Malore fatale per Giovanni Sorgini, ex operaio Sevel di 68 anni: vani i tentativi di rianimazione. Lontano l’unico defibrillatore disponibile

FOSSACESIA. Una domenica mattina di sole sul lungomare di Fossacesia si è trasformata in tragedia: un infarto fatale ha stroncato la vita di Giovanni Sorgini. Intorno alle 10,50 di ieri la normalità della giornata è stata interrotta da un decesso nel tratto sud del litorale, dove l'uomo di 68 anni, da tutti conosciuto come Giannino, si trovava seduto al tavolino del bar situato a fianco al ristorante "La Dea del Mare". Ex operaio della Sevel, in pensione, stava consumando la colazione con gli amici Franco e Giovanni quando è stato colto dal malore improvviso.

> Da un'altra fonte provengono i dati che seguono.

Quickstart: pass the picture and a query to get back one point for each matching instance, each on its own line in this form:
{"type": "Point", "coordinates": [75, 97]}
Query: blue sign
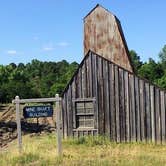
{"type": "Point", "coordinates": [38, 111]}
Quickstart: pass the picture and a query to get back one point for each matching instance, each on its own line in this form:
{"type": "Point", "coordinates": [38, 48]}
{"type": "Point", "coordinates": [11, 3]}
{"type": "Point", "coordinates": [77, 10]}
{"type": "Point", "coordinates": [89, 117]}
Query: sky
{"type": "Point", "coordinates": [52, 30]}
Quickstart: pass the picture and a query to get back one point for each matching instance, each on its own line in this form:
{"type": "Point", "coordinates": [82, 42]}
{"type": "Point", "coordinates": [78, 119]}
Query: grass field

Sorgini ha perso conoscenza accasciandosi sul tavolo davanti ai compagni. I primi soccorsi sono stati prestati da una ragazza e da suo padre, seduti al tavolino adiacente e abilitati alle manovre di primo soccorso, che sono intervenuti subito mentre veniva allertato il 118. Il corpo dell'uomo è stato subito adagiato sul pavimento nella parte retrostante del locale per consentire i tentativi di rianimazione in uno spazio più idoneo.

Durante le fasi concitate dell'intervento è stata rilevata dai presenti l'assenza di un defibrillatore nelle vicinanze; l'unico dispositivo Dae risulterebbe infatti ubicato a Fossacesia centro. Sul posto è intervenuto il dottor Adriano Aimola per coadiuvare i soccorsi in attesa dell'ambulanza, giunta circa trenta minuti dopo la chiamata. Contestualmente è stato richiesto l'intervento dell'eliambulanza atterrata alle 11 nei pressi del sottopasso Fosso Palazzo. I soccorritori hanno avviato i protocolli utilizzando il defibrillatore di bordo nel tentativo di stabilizzare il pensionato.

L'area è stata circondata da passanti e famiglie che occupavano il lungomare, osservando in silenzio le operazioni di emergenza. Sul posto sono giunti anche i familiari di Sorgini, che hanno seguito con angoscia le fasi del soccorso. Nonostante i tentativi medici, il cuore di Giannino ha cessato di battere. L’uomo lascia la moglie Gina, i figli Nico e Giuseppe, la sorella Rita, il cognato e tutti i suoi cari.

Si tratta del secondo lutto registrato sul lungomare in soli sette giorni, dopo la scomparsa di Franco Di Silverio avvenuta domenica scorsa. L'episodio riapre il dibattito sulla sicurezza e sulla distribuzione dei presidi sanitari lungo la costa. La salma è stata messa a disposizione dei familiari per il rito funebre di oggi alle 15,30 nella chiesa di San Donato Martire. Sorgini era un frequentatore abituale della zona, è ricordato come un uomo di rara rettitudine e mitezza, la cui serietà era stimata da tutti i residenti e dai conoscenti della cittadina.